We want to express more than one protein in yeast. We want to try a one plasmid or two plasmid system. Does anybody know anything about the two plasmid system?
Often plasmids used in yeasts (S. cerevisiae) are so called shuttle vectors that you can use in bacteria or yeast. Using different markers (LEU2, URA3, HIS3, etc.) you can transform yeasts with several different plasmids (best one after the other).
Next to a marker, these plasmids contain an "ARS" (autonomously replicating sequence) and often a "CEN" (yeast centromere); they replicate like chromosomes and their copy number is regulated (on average 1 plasmid per yeast cell).
You can also use derivatives of yeast 2 µm plasmids, which lead to higher plasmid per cell number or even integrative vectors to insert your protein-of-interest genomically.
For high amount protein expression, I can highly recommend the yeast Pichia pastoris. This methanogenic yeast can yield a very high protein expression (protein-of-interest is genomically integrated and under Aox1 promoter; using methanol as C-source can result in up to 30% of overall protein in the cell).
An alternative is the use of one of the four pESC vectors (there are four differents markers: URA, HIS, TRP, LEU) which allow the cloning of two genes under the control of two regulatable GAL promoters on the same plasmid. Then you can easily perform coexpression in yeast without thinking about plasmid stability/compatibility... As the genes are under the control of similar promoters, you can anticipate similar levels of the two proteins. These are commercial plasmids from Agilent Technologies (for more infos : http://www.genomics.agilent.com/article.jsp?pageId=596&_requestid=235541). I personnaly use these system for coIPs and complementation in S. cerevisiae. Hope it helps in some ways...
I want to use CEN/ARS system to keep no more than one copy within each yeast cell. If I use two promoter to control expression of two differrent proteins, does the size of the plasmid affect the expression or the transformation efficiency?

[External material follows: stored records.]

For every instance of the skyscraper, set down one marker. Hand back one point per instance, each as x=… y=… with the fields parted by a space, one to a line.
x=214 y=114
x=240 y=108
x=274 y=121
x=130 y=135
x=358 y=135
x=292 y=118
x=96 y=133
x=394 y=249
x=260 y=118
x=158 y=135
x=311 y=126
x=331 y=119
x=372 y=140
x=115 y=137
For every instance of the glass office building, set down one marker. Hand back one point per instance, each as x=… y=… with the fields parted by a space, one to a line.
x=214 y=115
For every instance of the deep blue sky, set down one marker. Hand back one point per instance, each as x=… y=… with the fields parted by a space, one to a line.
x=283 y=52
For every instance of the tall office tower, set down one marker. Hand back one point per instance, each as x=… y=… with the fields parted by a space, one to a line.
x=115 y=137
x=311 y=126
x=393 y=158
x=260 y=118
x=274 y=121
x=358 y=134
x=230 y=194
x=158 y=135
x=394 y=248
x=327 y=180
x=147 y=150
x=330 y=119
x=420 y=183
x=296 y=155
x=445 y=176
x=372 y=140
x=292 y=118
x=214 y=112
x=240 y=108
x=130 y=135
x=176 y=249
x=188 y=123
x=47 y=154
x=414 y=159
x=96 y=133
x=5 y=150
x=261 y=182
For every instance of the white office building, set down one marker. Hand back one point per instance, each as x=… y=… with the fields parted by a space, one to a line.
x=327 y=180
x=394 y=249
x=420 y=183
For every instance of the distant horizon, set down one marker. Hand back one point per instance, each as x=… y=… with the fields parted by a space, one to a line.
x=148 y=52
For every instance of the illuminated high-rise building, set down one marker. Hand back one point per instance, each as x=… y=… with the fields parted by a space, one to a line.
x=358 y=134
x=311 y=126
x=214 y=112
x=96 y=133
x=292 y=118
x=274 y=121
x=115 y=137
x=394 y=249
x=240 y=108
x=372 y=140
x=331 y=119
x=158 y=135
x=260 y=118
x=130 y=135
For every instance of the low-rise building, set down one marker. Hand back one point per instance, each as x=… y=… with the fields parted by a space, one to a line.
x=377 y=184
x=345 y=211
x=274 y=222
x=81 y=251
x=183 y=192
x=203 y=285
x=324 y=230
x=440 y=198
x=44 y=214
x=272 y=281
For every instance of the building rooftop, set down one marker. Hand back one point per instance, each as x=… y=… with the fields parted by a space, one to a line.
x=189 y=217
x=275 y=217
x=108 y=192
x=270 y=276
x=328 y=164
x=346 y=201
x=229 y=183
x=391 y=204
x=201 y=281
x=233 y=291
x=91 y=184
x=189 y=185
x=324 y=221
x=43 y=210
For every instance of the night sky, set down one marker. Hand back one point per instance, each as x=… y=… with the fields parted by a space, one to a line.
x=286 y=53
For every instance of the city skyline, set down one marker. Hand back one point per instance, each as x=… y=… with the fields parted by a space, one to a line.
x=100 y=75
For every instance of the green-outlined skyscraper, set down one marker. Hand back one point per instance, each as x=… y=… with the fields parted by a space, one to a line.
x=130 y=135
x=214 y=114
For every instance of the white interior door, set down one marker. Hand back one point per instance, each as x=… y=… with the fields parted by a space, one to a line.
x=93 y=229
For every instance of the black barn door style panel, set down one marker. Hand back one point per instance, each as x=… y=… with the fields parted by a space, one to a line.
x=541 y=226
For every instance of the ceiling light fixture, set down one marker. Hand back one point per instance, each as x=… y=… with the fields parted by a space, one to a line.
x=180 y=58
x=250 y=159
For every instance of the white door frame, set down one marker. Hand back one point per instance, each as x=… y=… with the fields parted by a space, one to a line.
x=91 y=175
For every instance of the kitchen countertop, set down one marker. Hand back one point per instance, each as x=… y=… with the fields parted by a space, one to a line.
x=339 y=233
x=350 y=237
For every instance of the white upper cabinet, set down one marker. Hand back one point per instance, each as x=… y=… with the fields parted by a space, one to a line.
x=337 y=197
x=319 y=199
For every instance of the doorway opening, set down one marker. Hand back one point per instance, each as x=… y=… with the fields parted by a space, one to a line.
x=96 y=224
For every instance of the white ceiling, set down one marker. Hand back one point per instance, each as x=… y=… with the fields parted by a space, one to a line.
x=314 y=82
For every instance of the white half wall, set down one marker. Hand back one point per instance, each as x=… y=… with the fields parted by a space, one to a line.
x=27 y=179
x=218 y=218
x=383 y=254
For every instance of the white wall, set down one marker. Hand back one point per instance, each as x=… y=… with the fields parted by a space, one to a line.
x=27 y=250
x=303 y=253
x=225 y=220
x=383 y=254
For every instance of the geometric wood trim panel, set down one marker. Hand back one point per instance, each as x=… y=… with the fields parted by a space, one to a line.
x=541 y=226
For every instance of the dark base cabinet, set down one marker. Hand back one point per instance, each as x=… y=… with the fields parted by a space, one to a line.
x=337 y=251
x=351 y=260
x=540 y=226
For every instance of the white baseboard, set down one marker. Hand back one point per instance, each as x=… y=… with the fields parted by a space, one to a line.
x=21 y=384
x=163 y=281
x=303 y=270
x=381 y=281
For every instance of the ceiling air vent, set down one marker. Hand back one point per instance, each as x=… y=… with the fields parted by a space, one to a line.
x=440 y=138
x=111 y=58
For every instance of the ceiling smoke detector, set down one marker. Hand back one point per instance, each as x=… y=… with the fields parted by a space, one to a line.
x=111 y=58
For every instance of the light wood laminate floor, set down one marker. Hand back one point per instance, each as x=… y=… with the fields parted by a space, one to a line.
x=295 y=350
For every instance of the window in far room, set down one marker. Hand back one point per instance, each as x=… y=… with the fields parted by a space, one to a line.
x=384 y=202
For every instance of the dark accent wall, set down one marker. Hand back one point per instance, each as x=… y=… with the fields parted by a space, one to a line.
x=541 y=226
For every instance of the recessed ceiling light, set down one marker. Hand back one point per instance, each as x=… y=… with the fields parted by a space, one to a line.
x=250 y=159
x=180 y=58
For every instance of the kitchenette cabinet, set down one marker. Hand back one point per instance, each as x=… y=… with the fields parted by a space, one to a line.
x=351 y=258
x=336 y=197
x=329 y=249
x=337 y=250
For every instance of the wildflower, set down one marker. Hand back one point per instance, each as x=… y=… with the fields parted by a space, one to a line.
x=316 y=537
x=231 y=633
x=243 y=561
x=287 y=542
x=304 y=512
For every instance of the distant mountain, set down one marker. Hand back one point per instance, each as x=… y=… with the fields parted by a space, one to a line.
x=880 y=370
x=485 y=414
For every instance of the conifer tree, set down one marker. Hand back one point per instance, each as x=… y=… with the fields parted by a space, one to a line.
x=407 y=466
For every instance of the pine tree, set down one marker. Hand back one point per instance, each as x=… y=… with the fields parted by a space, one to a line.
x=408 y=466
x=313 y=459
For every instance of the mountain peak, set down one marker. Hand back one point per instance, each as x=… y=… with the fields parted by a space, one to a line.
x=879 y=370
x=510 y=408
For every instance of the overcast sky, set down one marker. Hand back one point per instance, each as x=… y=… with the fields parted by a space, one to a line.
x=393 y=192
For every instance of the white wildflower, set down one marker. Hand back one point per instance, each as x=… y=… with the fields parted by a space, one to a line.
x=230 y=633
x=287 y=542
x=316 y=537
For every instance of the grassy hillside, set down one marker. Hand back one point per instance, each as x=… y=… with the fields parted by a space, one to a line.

I don't think the size of the plasmid has an effect on expression as long as the insert isn't too big...
As transformation efficiency is widely expressed as the number of clones obtained per µg of DNA, the size does matter (1µg contains less copies for larger plasmid..).
ARS plasmids tend to be less stable than CEN (CEN sequence ensures the plasmid segregates as a chromosome during mitosis)
The size of your plasmid should not have a great effect on both expression or transformation efficiency. We take at least 100 ng plasmid DNA to have enough yeast cells transformed (using the simple LiAc method).
I will try ARS/CEN in one plasmid to express two protein under control of two promoters.
Is it true that the linear plasmid could be transfomed more effecttivly than the circular one. I want to make a library. The transformation efficiency is very important.
There are protocols specially designed for high efficiency transformation of more then one plasmid. There is usually an extra step of growing the cells out in rich media for 2 hours before plating on the selective plates. People usually use high efficiency transformation with the two hybrid system.